Monday, June 4, 2012

#281: Jules and Jim

(Francois Truffaut, 1962)

Jules and Jim was the first foreign-language film I ever fell in love with. My teacher recommended it to me after a long conversation about film, and I picked it up at the video store on the way home. I had seen modern foreign movies before and really enjoyed many of them - films like Cinema Paradiso and even a handful of Hong Kong action movies. And I had tried to get into a few older "classics" when they came on TV or when I was force-fed them in class. But I never fell head over heels until Jules and Jim.

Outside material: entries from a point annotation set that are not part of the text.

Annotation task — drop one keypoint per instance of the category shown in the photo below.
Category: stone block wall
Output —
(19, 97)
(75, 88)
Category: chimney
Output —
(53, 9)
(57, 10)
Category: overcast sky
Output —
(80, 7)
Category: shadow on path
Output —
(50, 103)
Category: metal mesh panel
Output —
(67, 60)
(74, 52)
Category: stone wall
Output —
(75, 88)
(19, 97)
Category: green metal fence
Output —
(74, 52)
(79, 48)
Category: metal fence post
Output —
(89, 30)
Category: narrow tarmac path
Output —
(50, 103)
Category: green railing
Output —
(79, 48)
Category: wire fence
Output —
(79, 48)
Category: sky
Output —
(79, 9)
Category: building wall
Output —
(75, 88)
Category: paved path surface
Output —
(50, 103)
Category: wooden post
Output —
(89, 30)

Honestly, it was so long ago that I don't really know what did it. Something about the film just clicked for me, I guess. But what was so interesting about seeing Jules and Jim this past weekend on the big screen was specific my memories of the film had been and how differently I responded to it some fifteen years later. The gap wasn't in quality - I loved the film just as much as I had years ago, and the viewing cemented the film's place as my favorite Truffaut film and one of my favorite peaks in the early years of the New Wave.

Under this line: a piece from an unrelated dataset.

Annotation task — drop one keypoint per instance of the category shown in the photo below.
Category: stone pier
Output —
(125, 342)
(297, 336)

Instead, what diverted so greatly from the image in my head was how I responded to the central character of the film - not Jules or Jim, but Catherine, who as everyone knows is the sun which the film revolves around. In my memory, I remembered Catherine as the oppressed woman, desperate to live her own life and escape the conventional role forced upon her by Jules and Jim. In my head, Catherine had died as an act of rebellion against the men forcing her to live a life she didn't want, to fit into a role she never asked for. The final indignity of having her wish to spread her ashes ignored was the choice of Jules - not the state - taking one last opportunity to imprison her.

I guess the first question I have to ask myself is where did I get this impression? Was it from a truly unique reading of the film that was specific to my teenage worldview, or was it a misguided recollection of a long distant viewing that had been altered by the passing of time? Either way, this second viewing completely morphed my perceptions. As the film went on I began to hate Catherine for the way she was acting. I resented her power over the men and rejected her troubled need to avoid her own emotional difficulties by throwing them back into someone else's face.

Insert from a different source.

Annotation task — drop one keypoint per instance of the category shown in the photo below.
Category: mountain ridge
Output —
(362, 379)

From a technical standpoint, Truffaut's movie is still as moving as ever. The race on the bridge is exhilarating, the brief freeze frames feel just as revolutionary and evoke a sense of cinematic joy that was characteristic of the early French New Wave but was rarely folded into a story as seamlessly as it was here. Truffaut's use of narration is clever, providing the film with a droll omniscient conscience, and the film's structure is almost deceptively breezy. In my opinion, it's not just Truffaut's best movie, but the best movie produced by the New Wave.

But then something funny happened to me. As I thought more and more about the movie, I began to move away from my immediate condemnation of Catherine and started to admire her again. In some ways Catherine is a stereotypical female protagonist in the worst sense: unpredictably emotional, jealous and careless, impulsive and cruel. But the essential components of her character tilt her towards feminism. She is introduced as not just the metaphoric ideal for the two friends (who up to this point have been almost entirely focused on exploiting women in their own personal game) but as the direct representation of the perfect smile they discovered (while watching film, no less) on a statue. Catherine is not their third musketeer, but their possession, meant to reflect back on them a mysterious and seductive gaze but offer nothing of her own. Throughout the film, Catherine fights against this role she has been forced into, desperate at every step to make the two friends feel what she is experiencing at their thoughtless hand. Her final act is one of anarchic rebellion, smashing the bond between Jules and Jim in as permanent a manner as she can. From this perspective, Jules and Jim is a movie about Catherine trying to change the title.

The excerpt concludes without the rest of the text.